Certificate of deposit (CD) rates have been hovering around historic lows for nearly 10 years, leaving many savers searching for ways to make their money work harder. Over the past year or so, the Federal Reserve has been raising interest rates to fight inflation, inturn which is a great thing for savers (not so much for home buyers)
It's important to understand what a CD is. A CD is a type of savings account that offers a higher interest rate than a regular savings account in exchange for locking in your money for a specific period of time. CD durations could be a few months, a year, or 5 years; it all depends on what you’re looking for and how comfortable you are with locking your funds for that specific period.
There are 5 key reasons we identify why you should care about a 5% CD today.
They can provide a guaranteed return on investment. Unlike other investment options such as stocks or mutual funds, CDs are FDIC insured up to $250,000 per depositor, making them a low-risk investment option.
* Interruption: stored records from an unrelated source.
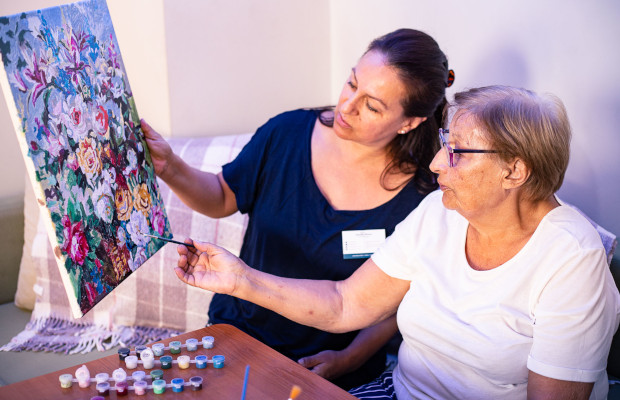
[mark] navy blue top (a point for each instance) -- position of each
(293, 231)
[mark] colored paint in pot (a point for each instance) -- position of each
(158, 349)
(196, 382)
(166, 362)
(201, 361)
(121, 389)
(82, 374)
(66, 381)
(139, 388)
(218, 361)
(131, 362)
(138, 376)
(123, 352)
(102, 377)
(183, 362)
(157, 374)
(159, 386)
(177, 385)
(207, 342)
(140, 349)
(119, 375)
(191, 344)
(175, 347)
(103, 388)
(148, 358)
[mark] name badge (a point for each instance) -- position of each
(361, 243)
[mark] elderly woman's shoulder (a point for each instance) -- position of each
(575, 224)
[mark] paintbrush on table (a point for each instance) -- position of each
(295, 391)
(169, 240)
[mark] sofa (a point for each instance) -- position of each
(150, 305)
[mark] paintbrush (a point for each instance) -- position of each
(295, 391)
(245, 382)
(169, 240)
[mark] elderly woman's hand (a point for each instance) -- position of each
(209, 267)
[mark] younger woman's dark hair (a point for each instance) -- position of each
(423, 68)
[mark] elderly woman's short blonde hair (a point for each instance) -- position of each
(519, 123)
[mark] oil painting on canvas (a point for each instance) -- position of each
(77, 124)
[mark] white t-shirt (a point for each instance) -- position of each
(552, 309)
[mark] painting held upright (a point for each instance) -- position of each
(78, 128)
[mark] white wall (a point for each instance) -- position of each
(568, 48)
(139, 30)
(234, 64)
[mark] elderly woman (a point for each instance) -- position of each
(501, 292)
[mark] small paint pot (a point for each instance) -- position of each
(159, 386)
(82, 374)
(157, 374)
(166, 362)
(175, 347)
(196, 382)
(131, 362)
(102, 377)
(191, 344)
(103, 388)
(139, 388)
(148, 359)
(177, 385)
(207, 342)
(158, 349)
(119, 375)
(201, 361)
(66, 381)
(140, 349)
(183, 362)
(138, 376)
(218, 361)
(123, 352)
(121, 389)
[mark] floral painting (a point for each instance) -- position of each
(78, 127)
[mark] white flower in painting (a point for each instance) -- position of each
(132, 160)
(76, 118)
(103, 201)
(109, 177)
(138, 259)
(137, 226)
(121, 237)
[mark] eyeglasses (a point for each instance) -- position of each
(450, 152)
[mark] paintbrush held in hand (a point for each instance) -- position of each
(295, 391)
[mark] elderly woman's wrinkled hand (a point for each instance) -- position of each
(209, 267)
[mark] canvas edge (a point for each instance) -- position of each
(18, 131)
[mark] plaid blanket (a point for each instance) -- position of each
(152, 304)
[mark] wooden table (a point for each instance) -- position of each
(271, 376)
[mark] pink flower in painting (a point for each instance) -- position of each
(75, 118)
(91, 292)
(72, 161)
(75, 243)
(88, 157)
(99, 120)
(158, 220)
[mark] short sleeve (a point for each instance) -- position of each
(575, 319)
(244, 174)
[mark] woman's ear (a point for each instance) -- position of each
(516, 174)
(411, 124)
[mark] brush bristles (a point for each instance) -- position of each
(295, 391)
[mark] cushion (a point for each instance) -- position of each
(150, 304)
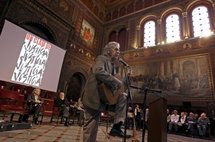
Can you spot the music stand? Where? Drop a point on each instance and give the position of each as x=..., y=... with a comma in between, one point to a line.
x=129, y=97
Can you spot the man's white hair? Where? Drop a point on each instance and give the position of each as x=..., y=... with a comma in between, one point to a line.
x=110, y=45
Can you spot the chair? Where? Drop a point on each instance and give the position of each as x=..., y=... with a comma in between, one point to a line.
x=56, y=113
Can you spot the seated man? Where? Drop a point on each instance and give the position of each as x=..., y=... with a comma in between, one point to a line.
x=202, y=124
x=174, y=118
x=33, y=105
x=80, y=111
x=63, y=104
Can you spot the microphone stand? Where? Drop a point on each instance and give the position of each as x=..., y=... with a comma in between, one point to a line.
x=146, y=90
x=129, y=97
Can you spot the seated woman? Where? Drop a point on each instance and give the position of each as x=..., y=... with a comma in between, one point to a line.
x=33, y=105
x=80, y=111
x=202, y=124
x=63, y=104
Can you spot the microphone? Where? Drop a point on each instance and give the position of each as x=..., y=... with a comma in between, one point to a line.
x=123, y=62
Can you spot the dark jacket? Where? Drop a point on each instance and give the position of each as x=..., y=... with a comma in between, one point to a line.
x=100, y=72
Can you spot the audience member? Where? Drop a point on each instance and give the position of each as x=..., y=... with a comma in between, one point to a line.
x=191, y=122
x=182, y=124
x=202, y=124
x=174, y=118
x=33, y=106
x=63, y=104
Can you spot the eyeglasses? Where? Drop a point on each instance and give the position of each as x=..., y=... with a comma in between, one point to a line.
x=116, y=49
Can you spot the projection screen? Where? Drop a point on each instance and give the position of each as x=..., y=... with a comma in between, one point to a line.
x=29, y=60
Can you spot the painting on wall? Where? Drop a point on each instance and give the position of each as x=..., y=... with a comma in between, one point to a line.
x=87, y=33
x=188, y=76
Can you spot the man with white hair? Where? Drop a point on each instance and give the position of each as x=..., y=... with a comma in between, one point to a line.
x=103, y=71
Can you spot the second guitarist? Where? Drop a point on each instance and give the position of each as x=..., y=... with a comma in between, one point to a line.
x=103, y=71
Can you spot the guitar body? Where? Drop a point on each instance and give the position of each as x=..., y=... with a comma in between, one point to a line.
x=107, y=95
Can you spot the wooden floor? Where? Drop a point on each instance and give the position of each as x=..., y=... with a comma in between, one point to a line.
x=53, y=132
x=59, y=133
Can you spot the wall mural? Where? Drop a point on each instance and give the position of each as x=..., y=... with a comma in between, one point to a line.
x=181, y=76
x=87, y=33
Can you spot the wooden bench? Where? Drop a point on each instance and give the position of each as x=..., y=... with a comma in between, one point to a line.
x=11, y=102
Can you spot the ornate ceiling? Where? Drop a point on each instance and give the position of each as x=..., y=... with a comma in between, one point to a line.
x=111, y=9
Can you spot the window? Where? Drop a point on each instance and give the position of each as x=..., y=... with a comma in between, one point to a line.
x=149, y=34
x=200, y=21
x=172, y=28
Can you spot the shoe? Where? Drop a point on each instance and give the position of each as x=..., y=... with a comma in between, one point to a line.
x=115, y=132
x=118, y=133
x=66, y=124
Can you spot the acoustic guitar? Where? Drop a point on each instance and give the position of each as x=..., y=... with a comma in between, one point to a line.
x=107, y=95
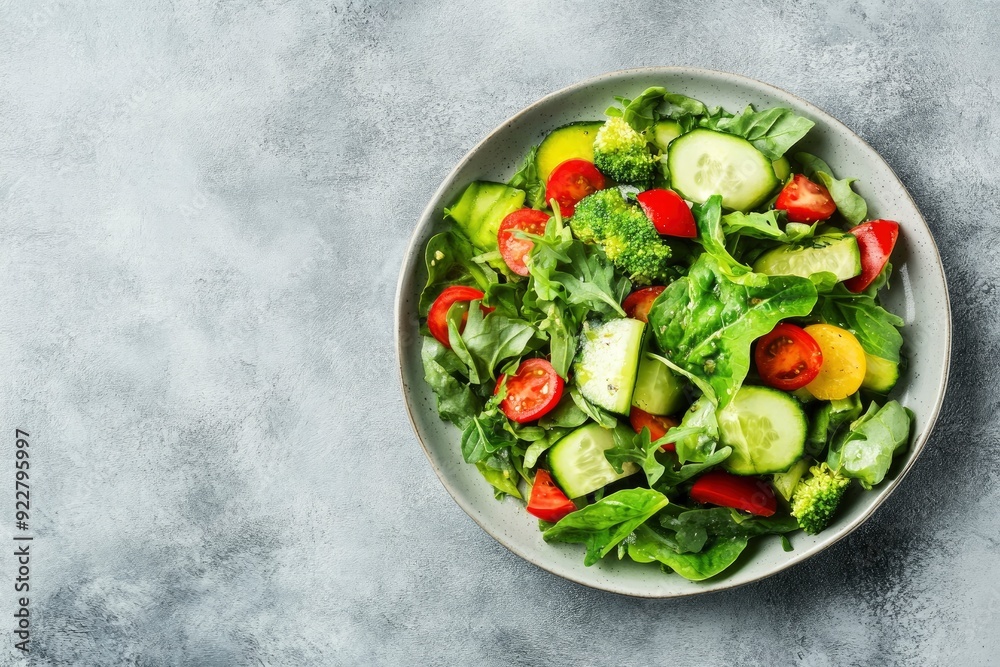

This means that even if the bank or credit union goes out of business, your principal and accrued interest will be protected.
If you’re looking for yield, you are now earning 5% risk-free, which means other riskier investments need to return a yield greater than 5% to have a meaningful return for investors. If you’re a real estate investor, a crypto investor, a stock investor, you might now expect to return 15-20, or more given the risk free rate is now hovering around 5% (give or take depending on your banks and duration). How likely are you to see those higher returns given the inflationary times we are in?
They offer a predictable source of income. Since the interest rate is fixed, you know exactly how much you will earn over the CD's term. This can be especially appealing for retirees or those on a fixed income who rely on interest income to meet their living expenses or anyone looking to diversify their portfolio a bit by reducing their exposure to risk.
It be a smart choice for those who have a specific savings goal in mind, such as buying a new car or putting a down payment on a home. By choosing a CD with a term that matches your goal's timeline, you can earn more interest on your savings than you would with a traditional savings account.
Finally, 5% CD rates can help combat inflation. Inflation erodes the purchasing power of your money over time, meaning that if your savings don't keep up with inflation, you may end up with less buying power in the future. By earning a higher interest rate, you can keep pace with inflation and ensure that your savings maintain their value over time.
A CD is a great financial mechanism to diversify your overall portfolio or even stash some cash away risk free for a more novice investor. The goal for your money is to make your money.
I like the point about using CDs as a savings vehicle for specific purchase goals. Locking their money for 5 years would help the consumer practice financial discipline.